An keinem Ort hab ich öfter gespielt, ich glaube es ist das elfte Mal. Ich freu mich sehr da drauf. Auf die intensive Atmosphäre im legendären Gasthaus mit Sofa, Kachelofen, Theke und Mini-Bühne. Musik zum Anfassen…

Vieles geht mir im Kopf herum in diesen Tagen. Ein paar Dinge – die mal wieder keine Dinge sind – möchte ich hier aufschreiben.

Ich bin sehr viel draußen, laufe durch die Gegend, sitze an meinem Lieblingsort in der Sonne und lese, denke, schreibe, schaue, staune…. Staunen tu ich nach wie vor am meisten darüber, wie wenig wir Menschen doch wahrnehmen, dass wir Teil eines großen Ganzen sind, das wir Kosmos nennen. Das klingt jetzt vielleicht ein wenig groß angelegt…aber ist es nicht so? Kommen wir nicht aus dem großen Granzen…in das wir dann am Ende unseres Lebens wieder heimkehren? Sind wir denn etwas anderes als all die anderen Lebewesen auf diesem Planeten, Tiere wie Pflanzen? Ich kann nicht so recht sehen, ehrlich gesagt, was uns erheben sollte über all die anderen Wunder dieser Welt?? Gut, wir sind vielleicht besonders klug, sind uns unseres Lebens bewusst, und wir wissen auch, dass dies Leben endlich ist. Gibt uns dies aber das Recht, den Planeten zu planieren, zu betonieren, Tiere massenweise zu töten? Dass wir unsere eigene Lebensgrundlage vernichten ist für mich nicht das Hauptargument etwas zu ändern. Das finde ich schlichtweg dumm – so gewalttätig und dumm wie der Mensch ist kein anderes Lebewesen… Nein, ich  finde, wir sollten eine andere Begründung finden, als immer nur unseren eigenen Vorteil. Wie wär es damit: „Die Würde aller Lebewesen ist unantastbar“. Würden wir dieses Grundrecht  auf alles Leben erweitern, so hätten wir natürlich ein bis drei Problemchen. Ich will es auch nicht zu weit treiben. Aber einfach mal so angedacht: Warum sollte eigentlich nur das menschliche Leben heilig sein?

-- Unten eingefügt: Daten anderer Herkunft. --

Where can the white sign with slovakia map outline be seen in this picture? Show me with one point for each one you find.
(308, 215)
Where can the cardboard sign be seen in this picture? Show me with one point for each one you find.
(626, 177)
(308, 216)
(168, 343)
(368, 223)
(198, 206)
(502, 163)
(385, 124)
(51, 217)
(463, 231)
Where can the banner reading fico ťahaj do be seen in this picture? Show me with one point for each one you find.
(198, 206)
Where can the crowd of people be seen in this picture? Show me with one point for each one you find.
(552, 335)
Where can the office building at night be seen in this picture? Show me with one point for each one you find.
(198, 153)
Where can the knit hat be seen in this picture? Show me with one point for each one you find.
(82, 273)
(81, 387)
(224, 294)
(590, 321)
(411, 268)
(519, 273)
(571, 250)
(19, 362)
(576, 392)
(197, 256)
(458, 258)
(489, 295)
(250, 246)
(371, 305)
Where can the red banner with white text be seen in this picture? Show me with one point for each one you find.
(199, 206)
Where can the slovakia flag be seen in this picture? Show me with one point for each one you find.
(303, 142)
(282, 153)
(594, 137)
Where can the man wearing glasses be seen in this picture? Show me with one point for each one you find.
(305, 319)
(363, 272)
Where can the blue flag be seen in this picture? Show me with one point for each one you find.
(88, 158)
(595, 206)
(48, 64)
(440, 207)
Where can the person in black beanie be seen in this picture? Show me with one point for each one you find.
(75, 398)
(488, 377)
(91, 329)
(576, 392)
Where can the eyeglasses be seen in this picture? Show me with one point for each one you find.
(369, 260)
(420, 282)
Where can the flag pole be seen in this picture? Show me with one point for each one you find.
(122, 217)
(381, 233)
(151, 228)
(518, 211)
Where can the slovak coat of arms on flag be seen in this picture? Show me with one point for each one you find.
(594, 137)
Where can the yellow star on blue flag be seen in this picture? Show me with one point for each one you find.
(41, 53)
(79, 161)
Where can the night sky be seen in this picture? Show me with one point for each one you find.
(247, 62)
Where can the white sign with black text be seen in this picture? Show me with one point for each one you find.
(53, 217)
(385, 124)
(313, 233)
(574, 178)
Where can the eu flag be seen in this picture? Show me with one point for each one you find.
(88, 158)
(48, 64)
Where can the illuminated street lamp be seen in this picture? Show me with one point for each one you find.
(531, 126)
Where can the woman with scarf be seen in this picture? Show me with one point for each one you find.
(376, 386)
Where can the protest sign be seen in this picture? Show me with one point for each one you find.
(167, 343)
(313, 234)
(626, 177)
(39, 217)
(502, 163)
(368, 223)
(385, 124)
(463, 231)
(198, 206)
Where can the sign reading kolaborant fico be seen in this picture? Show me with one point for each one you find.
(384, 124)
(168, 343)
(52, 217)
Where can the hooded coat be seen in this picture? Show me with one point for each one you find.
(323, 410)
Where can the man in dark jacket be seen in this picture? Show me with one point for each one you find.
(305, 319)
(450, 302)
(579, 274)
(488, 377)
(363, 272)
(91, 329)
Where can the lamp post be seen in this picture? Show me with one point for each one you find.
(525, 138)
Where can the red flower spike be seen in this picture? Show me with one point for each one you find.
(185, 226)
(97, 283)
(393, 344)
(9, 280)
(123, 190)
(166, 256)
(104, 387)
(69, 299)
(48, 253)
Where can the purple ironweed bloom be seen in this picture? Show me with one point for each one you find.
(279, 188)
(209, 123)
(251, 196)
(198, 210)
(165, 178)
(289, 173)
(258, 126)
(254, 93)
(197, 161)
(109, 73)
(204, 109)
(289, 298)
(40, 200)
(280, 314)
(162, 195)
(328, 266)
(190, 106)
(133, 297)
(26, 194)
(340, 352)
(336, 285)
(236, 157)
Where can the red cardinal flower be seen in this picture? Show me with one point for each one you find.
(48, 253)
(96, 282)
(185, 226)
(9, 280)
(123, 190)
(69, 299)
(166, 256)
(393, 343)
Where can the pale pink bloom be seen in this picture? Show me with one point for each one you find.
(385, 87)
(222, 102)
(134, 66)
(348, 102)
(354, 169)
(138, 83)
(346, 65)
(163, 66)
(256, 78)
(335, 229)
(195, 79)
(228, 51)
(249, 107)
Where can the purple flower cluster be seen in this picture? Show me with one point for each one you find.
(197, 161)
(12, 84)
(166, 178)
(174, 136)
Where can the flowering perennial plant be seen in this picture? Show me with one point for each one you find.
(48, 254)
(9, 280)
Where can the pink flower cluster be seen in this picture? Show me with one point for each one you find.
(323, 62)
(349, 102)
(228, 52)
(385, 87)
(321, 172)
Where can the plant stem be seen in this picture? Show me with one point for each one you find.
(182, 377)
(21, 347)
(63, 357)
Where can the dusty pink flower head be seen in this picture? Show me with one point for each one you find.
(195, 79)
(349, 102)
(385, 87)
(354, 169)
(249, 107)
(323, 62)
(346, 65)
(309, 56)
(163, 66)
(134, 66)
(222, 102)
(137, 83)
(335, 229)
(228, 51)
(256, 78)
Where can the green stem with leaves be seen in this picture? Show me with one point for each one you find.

In unserer unersättlichen Gier nach immer mehr Geld, Eigentum, Grundbesitz und Spaß sind uns die anderen Menschen und unserer Planet egal. Ich denke schon, dass man es so hart sagen muss. Was wir hier auf Erden veranstalten können wir niemals im Himmel wieder gutmachen.

Dabei gibt es doch Glaube, Liebe, Hoffnung, Verfassungen…es gibt doch Werte, und die Menschen haben doch genug Informationen bekommen, dass sie wissen müssten, dass es so nicht mehr weiter gehen kann. Aber es geht immer noch extremer weiter. Immer noch mehr Menschen schaffen immer noch mehr Wachstum, produzieren immer noch mehr Dinge, von denen wir das Wenigste wirklich brauchen. Und der Preis für dieses andauernde Wachstum sind Umweltzerstörung, Leistungsdruck, Beziehungslosigkeit. Warum spricht eigentlich niemand darüber? Wenn ich Fernsehdiskussionen mit Politikern sehe, geht es eigentlich nie um die wichtigen Dinge. Immer nur geht es darum, wie wir es schaffen können, wieder aus der Depression zu kommen, der wirtschaftlichen natürlich…dass wir langsam alle in eine ganz andere Depression hineingeraten…in eine ökologische Überlebenskrise einerseits, und in eine seelische Sinnkrise andererseits, das scheint keinen zu interessieren. Das gute Leben scheint immer nur im materiellen Sinne gemeint zu sein. Gut, hier schreibt einer, der einen sicheren Beruf hat, da hat man leicht reden. Das stimmt schon. Ich bin sehr froh darüber, dass das so ist. Aber ich finde, dass wir grundsätzlich falsch leben, weil wir materielle Werte und Sekundärtugenden wie Fleiß, Pünktlichkeit und Leistung in den Vordergrund rücken und echte Werte wie Verantwortung, Gerechtigkeit oder Mitgefühl nur selten praktizieren.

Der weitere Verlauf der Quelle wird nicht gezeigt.